Natuurbeheerplan provincie
Met een goed systeem van waarnemingen kun je ook het succes van beleid aantonen en vieren, en effectiever beleid gaan voeren. Daarmee is citizen science ook politiek-bestuurlijk van belang. Enkele jaren geleden is de verantwoordelijkheid van het natuurbeheer in Nederland verschoven van de nationale overheid naar de provincies. Dat draagt het risico in zich van versnipperd beleid. Breman: “Aan de hand van de verzamelde natuurdata kun je ook onderzoeken hoe het provinciale beleid uitwerkt op de natuur en biodiversiteit.”
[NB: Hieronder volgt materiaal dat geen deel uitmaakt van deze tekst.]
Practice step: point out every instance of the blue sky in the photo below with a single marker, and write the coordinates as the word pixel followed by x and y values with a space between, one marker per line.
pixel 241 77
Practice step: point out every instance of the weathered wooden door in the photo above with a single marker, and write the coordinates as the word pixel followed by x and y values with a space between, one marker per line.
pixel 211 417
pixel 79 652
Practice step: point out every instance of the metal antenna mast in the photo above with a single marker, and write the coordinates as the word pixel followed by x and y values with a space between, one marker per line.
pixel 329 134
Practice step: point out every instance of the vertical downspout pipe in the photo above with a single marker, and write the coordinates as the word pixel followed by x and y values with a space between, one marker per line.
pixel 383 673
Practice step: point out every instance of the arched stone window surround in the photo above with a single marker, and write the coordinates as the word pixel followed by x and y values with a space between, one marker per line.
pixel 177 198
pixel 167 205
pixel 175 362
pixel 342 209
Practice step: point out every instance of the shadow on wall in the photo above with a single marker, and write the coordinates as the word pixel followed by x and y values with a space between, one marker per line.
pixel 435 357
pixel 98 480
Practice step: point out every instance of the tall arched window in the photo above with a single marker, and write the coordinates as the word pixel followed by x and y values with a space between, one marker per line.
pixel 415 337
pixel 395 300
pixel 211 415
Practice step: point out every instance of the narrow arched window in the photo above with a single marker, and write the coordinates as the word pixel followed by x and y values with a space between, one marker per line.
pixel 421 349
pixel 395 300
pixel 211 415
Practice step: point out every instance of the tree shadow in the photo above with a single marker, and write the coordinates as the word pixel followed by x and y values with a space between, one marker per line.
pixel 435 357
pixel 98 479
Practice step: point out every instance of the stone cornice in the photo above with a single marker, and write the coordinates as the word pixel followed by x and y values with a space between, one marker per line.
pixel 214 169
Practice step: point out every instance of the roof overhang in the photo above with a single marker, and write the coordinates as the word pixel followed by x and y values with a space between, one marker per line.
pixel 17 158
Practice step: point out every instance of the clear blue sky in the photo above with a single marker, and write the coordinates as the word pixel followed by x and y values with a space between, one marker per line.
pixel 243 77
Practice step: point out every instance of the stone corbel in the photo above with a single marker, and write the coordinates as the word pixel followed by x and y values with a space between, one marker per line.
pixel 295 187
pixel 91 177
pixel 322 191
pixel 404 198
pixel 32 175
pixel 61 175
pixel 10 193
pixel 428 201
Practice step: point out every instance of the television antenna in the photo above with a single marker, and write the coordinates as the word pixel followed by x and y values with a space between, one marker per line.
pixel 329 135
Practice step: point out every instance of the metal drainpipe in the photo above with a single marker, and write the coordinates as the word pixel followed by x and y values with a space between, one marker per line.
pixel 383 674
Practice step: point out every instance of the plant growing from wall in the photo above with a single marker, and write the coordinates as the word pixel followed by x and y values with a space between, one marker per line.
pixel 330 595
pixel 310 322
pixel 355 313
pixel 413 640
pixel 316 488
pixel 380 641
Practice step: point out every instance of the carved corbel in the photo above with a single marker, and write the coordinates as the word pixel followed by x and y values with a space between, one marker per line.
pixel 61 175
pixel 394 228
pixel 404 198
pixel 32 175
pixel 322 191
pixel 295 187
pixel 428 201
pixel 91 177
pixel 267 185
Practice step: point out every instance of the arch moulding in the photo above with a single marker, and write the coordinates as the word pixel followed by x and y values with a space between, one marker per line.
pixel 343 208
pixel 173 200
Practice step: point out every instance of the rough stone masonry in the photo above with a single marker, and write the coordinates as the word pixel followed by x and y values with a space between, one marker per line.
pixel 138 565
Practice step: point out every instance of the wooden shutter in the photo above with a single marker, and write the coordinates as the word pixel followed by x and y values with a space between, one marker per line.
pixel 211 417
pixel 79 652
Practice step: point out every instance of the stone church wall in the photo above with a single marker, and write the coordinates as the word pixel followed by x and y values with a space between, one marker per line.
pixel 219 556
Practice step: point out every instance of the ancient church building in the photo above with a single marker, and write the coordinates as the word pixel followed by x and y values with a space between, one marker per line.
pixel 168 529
Vrijwilligerswerk in de natuur
Een punt van zorg is wel dat organisaties die betrokken zijn bij citizen science het voor sommige netwerken lastig is nieuwe en jongere vrijwilligers te vinden en aan zich binden. De Wageningen onderzoekers doen daarom ook op het vlak van vrijwilligers enkele aanbevelingen:
- Blijf investeren in de scholing van vrijwilligers;
- Laat hen zien hoe de data gebruikt worden;
- Betrek een breder publiek met gerichte communicatie, bijvoorbeeld over natuur in de eigen stad
- Betrek kinderen en jongeren bij natuur en biodiversiteit en de monitoring daarvan, met citizen science projecten op basisscholen. Het GLOBE Nederland-programma is een mooi voorbeeld van hoe succesvol dat is. 15 procent van de middelbare scholen doet daar inmiddels aan mee. Ook Wageningse onderzoekers dragen daaraan bij (Natuurkalender/GrowApp, Levende bodem, Waterkwaliteit).
De laatste aanbeveling sluit naadloos aan bij kerndoel 40 in het basisonderwijs: De leerlingen leren in de eigen omgeving veel voorkomende planten en dieren onderscheiden en benoemen en leren hoe ze functioneren in hun leefomgeving.